Add in the milk, sugar, salt, eggs, shortening and 2 cups of the flour.
Turn the stand mixer on medium speed for 2 minutes, then add in the rest of the flour and mix until just combined.
Take the bowl out of the stand mixer and cover with a clean towel to let it rise for 1 hour.
When you can push down on the dough and your fingerprint stays you’re ready to move on to the next step.
Working with half the dough at a time, roll it to ½ inch thick on a floured surface.
Dip your doughnut cutter in flour and cut out a dozen doughnuts with each half of the dough and out onto wax paper.
Let rise, covered, in a warm spot for 30-45 mins (I did 45)

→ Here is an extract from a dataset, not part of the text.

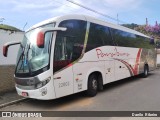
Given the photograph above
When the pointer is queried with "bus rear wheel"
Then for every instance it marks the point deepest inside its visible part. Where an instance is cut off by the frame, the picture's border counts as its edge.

In a cast iron pan or other deep saucepan, heat the vegetable shortening to 375 degrees.
Please use a thermometer to measure the temperature as this is a critical step.
Fry the doughnuts on each side for 90 seconds.
Drain on a cooling rack until you finish cooking them all then dip into the glaze.
To make the glaze, add the powdered sugar, milk and corn syrup to a bowl and microwave for 30 seconds.
Most importantly, eat with reckless abandon.